No God uses prayers and God uses witnesses for his purposes, and therefore we ought to say to ourselves it could well be this week that God’s people that he’s got plan to believe this week will be the people that I bump into and therefore I want to pray and I want to be available and you find yourself spurred to participation. And finally, don’t settle for luck.

Don’t settle for the idea that there is some random processes going on around you that are just mysterious forces and God is helpless. The Bible tells us that God works all things. All the good things come from him, and all the evil things come even by permission, because he works them all for very great ends. And so when someone says to you, good luck, you ought to think to yourself or perhaps say to them I don’t trust good luck, but I do trust the Good Lord because he’s the one who says in Romans, Chapter eight, we know who works all things for good, for those who love him, who are caught by him and who will one day be like his Son.

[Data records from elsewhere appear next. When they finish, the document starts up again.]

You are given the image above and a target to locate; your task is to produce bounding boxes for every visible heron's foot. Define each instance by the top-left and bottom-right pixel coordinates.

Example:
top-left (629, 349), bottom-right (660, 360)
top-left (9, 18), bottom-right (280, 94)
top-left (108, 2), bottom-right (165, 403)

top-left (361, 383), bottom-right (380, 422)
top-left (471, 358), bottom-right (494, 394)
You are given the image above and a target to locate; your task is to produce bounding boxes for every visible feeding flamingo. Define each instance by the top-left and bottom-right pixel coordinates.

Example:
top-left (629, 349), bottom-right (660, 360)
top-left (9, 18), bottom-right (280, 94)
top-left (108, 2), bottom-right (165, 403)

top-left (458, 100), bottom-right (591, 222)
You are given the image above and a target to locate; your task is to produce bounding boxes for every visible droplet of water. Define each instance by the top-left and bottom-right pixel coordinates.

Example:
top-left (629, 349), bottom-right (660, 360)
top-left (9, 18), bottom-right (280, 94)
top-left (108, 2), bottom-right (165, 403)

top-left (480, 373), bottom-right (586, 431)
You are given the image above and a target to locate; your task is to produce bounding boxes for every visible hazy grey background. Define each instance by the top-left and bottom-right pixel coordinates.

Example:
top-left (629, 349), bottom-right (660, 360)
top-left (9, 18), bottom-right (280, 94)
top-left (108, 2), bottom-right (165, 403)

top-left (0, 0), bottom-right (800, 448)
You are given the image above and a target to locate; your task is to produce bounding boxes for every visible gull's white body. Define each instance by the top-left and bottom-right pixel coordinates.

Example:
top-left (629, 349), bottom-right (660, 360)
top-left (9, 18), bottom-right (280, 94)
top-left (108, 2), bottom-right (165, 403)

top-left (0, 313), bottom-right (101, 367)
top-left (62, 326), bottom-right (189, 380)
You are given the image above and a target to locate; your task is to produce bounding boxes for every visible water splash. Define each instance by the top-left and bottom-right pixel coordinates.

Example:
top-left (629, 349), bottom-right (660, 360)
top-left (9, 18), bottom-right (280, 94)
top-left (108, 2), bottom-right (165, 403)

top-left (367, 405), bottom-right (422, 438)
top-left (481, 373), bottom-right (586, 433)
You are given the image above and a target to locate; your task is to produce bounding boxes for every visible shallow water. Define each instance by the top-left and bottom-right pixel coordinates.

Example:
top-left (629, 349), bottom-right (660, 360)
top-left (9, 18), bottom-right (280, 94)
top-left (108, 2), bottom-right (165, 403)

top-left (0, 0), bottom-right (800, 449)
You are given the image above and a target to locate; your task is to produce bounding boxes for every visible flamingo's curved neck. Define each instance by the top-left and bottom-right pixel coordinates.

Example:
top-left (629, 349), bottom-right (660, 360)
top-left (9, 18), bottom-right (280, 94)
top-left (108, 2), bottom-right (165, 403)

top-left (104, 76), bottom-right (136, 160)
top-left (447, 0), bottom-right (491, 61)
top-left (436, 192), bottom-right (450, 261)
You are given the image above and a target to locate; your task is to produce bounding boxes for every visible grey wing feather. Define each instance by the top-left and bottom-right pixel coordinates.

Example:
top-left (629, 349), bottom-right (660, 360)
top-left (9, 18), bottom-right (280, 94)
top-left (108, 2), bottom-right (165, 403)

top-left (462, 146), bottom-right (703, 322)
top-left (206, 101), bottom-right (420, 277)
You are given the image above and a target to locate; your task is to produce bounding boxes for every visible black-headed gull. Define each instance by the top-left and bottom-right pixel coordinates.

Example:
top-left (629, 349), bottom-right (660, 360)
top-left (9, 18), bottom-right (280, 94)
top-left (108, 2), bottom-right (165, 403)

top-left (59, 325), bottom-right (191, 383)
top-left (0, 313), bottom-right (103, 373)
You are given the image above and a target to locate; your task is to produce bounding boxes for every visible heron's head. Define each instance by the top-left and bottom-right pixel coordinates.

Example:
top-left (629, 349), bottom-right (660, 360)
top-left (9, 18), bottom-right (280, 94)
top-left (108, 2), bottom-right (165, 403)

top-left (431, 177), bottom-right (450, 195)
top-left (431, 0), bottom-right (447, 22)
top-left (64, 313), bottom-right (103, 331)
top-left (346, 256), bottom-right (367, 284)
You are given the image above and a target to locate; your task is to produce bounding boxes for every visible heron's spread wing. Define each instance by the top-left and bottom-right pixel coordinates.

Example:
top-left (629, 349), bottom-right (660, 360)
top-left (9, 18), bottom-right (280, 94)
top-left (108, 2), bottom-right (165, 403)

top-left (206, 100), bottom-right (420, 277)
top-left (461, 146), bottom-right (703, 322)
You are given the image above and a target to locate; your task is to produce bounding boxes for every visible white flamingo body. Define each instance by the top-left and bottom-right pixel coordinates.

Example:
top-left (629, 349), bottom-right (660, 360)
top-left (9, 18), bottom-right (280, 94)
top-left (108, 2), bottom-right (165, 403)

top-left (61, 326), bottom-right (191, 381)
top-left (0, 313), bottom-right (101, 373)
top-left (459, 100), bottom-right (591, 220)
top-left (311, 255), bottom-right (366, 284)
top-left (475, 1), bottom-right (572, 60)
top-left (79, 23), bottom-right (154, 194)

Let’s bow our heads. Let’s pray.

Our gracious God we bow before you this morning. We acknowledge you to be very great, to have sovereign control of the universe, totally in charge of time and all your plans and purposes. We thank you for the amazing mercy of waking us to understand and believe. And we pray that you would continue the good process in our lives. And we pray that you would also help us testify to your mercy and to trust you and to be your instruments for your purposes in your world, we give you our thanks and we commit these things to you in Jesus’ name. Amen.